That’s all. Just spend two minutes on the sidelines of any NFL game, be it exhibition, a blow-out, in the rain, snow or hot sun. Just spend two minutes on the sidelines and listen and watch.
If you ever doubt whether the players need lifetime health care, that will clear up the mystery. Fans can’t appreciate the force and the violence of the game from the stands. “The sound of a train wreck” that’s what Steve Young called it. And he’s right.
As John Madden once told me, “Play one down in a NFL game, and your body will never be the same for the rest of your life.”
It’s not just the sound of bodies thumping. You hear groaning. You hear what appears to be bones cracking. You see guys with matching 4.4 speed collide with each other.
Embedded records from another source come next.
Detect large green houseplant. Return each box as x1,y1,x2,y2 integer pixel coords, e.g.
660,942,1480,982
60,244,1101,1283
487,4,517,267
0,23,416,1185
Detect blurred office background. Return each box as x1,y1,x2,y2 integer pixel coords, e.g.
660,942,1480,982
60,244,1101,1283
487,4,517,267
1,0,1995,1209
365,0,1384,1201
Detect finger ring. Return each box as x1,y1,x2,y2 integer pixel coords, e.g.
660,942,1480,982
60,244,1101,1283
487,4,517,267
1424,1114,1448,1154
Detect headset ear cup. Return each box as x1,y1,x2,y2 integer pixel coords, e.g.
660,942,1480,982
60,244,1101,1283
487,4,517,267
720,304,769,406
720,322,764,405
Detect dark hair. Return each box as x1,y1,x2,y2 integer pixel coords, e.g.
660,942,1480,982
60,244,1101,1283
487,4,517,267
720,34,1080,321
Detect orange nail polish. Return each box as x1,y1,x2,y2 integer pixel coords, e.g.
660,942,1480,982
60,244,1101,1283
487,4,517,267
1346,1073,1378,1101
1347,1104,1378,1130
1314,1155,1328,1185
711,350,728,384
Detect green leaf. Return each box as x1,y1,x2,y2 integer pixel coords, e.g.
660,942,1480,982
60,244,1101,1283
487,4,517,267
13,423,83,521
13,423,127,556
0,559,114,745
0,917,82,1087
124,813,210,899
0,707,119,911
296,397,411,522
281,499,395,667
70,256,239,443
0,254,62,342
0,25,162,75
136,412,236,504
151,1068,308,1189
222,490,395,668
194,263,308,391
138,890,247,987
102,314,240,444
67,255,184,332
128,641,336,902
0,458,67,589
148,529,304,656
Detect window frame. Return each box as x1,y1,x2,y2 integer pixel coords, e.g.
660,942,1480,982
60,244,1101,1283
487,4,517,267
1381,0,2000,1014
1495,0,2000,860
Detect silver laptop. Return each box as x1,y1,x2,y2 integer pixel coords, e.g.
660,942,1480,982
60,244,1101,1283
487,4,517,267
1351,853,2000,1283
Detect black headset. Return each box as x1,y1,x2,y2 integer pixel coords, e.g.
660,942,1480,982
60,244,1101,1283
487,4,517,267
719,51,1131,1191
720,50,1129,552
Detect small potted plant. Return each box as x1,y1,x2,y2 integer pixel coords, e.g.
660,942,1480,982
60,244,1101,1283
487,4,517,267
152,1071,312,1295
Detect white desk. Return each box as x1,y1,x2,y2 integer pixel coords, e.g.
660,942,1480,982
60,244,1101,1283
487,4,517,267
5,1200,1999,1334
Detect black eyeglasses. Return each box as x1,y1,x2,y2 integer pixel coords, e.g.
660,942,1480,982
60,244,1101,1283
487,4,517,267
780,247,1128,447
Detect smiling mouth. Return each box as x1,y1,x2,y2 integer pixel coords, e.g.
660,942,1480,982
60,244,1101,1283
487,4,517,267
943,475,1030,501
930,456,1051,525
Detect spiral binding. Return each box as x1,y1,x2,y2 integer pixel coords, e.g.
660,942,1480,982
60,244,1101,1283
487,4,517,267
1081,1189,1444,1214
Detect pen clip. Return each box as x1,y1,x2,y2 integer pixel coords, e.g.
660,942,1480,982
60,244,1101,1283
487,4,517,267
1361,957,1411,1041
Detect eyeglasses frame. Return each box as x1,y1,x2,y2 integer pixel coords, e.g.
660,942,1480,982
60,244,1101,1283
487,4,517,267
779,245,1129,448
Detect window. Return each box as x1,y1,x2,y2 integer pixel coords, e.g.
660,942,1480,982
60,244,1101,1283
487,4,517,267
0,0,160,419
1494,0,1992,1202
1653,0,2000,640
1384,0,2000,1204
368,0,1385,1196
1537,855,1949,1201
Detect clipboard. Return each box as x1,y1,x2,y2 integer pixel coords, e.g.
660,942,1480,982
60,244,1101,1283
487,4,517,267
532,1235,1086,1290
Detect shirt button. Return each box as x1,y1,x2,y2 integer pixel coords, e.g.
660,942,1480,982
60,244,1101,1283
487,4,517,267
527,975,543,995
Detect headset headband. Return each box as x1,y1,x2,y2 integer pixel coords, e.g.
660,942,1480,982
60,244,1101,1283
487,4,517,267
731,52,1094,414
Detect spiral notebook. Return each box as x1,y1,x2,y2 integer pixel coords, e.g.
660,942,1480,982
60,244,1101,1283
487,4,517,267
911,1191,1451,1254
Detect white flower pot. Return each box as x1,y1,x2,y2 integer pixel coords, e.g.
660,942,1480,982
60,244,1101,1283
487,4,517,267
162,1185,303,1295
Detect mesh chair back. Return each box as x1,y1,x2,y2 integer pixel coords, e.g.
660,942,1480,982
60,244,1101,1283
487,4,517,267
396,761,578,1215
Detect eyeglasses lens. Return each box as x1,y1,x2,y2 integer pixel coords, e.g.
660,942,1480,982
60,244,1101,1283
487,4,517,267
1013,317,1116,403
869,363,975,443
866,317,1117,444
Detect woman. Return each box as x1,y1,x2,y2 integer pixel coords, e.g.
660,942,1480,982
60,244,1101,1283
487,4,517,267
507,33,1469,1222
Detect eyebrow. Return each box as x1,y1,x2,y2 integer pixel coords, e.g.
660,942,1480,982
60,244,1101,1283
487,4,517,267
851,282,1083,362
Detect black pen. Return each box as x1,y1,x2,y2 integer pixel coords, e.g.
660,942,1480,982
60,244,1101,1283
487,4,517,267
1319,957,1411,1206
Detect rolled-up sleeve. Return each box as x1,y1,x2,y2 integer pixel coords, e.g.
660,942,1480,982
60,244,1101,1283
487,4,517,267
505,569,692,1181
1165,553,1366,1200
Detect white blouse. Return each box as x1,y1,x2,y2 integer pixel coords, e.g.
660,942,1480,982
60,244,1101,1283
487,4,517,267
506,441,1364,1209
No one forces them to do this, it’s true, but they are out there for our amusement, and they do so knowing every play could not only be their last, but also the last time they walk or run.
I have seen Dave Casper, the superb Raider tight end of the ’70s, walk like an old man five years after his retirement. I have seen so many retired players in such bad ways, it’s criminal that the NFL penny pinches.
With the kind of ever-present health care they will need, including hip, shoulder and knee replacements, not to mention dementia, the NFL owners need to be a responsible partner. I see it, in fact, as a moral imperative.
I don’t always side with players, especially baseball players. But the beating a pro football player takes, no other athlete can match it.
Media are allowed on the field during the final two minutes. That’s why I can say what I have said. I’ve seen it first-hand.